The half-submerged bottom of the wave mashes language with a stylised pattern. The ‘borne’ part of Gisborne is intact but the first few letters are still shaping up. An alternative slant of mind is required to see them.
A crusty rock grins out of the swirly shallows.
“Mysterioso”, as 1960s Californian surfers say of the sea in journalist Tom Wolfe’s story The Pump House Gang published in 1968.
During a chat about the 2018 T-shirt graphic, Mcbride, and the longboard event’s organiser David Timbs, agreed on a psychedelic rock poster-style.
“With the hipster movement, he said these young guys were reminding him of the 1960s,” says Mcbride.
“Lettering makes up the pattern in the T-shirt design. That was drawn from a psychedelic poster. They often combined text with imagery. That is my favourite era, my greatest inspiration.”
Mcbride tried about 10 colour arrangements, whittled them down to four and couldn’t decide. From an orange and gold combination to neon pink, yellow and blue, each one was totally different, he says.
“I loved all of them. I couldn’t decide.”
One version was in five shades of green.
“I threw in some sandy colour and that was it,” he says.

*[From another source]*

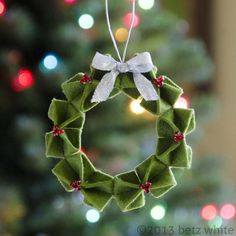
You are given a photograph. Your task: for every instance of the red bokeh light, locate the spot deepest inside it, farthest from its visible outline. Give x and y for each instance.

As maker of the surfing classic’s top prize of a longboard, part of Mcbride’s brief was to produce artwork for it as well. He created the initial artwork for the board with oil pastel in a large-scale work. The style and colour use is very different from that of his T-shirt designs but this is the style he is known for, he says.
Capturing the sense of walking to a wave breakHis longboard-deck design offers a glimpse through a thicket of purple-stemmed flax plants, and the dark, vinous trunk of a pohutukawa and its red flowers, of a sunlit, tubular wave.
He wanted to capture that sense of walking to a wave break but only being able to catch glimpses of it through the bush.
“You can see waves but not the whole thing. I wanted people to look at it and drift off into a dreamy place.”
The oil pastel work original was photographed, printed onto fabric through a process called sublimation, then laminated between two layers of fibreglass.
T-shirts for the event will be available in two weeks’ time.
The Makorori First Light Longboard Surfing Classic will be held at Makorori Beach at 7am on February 4.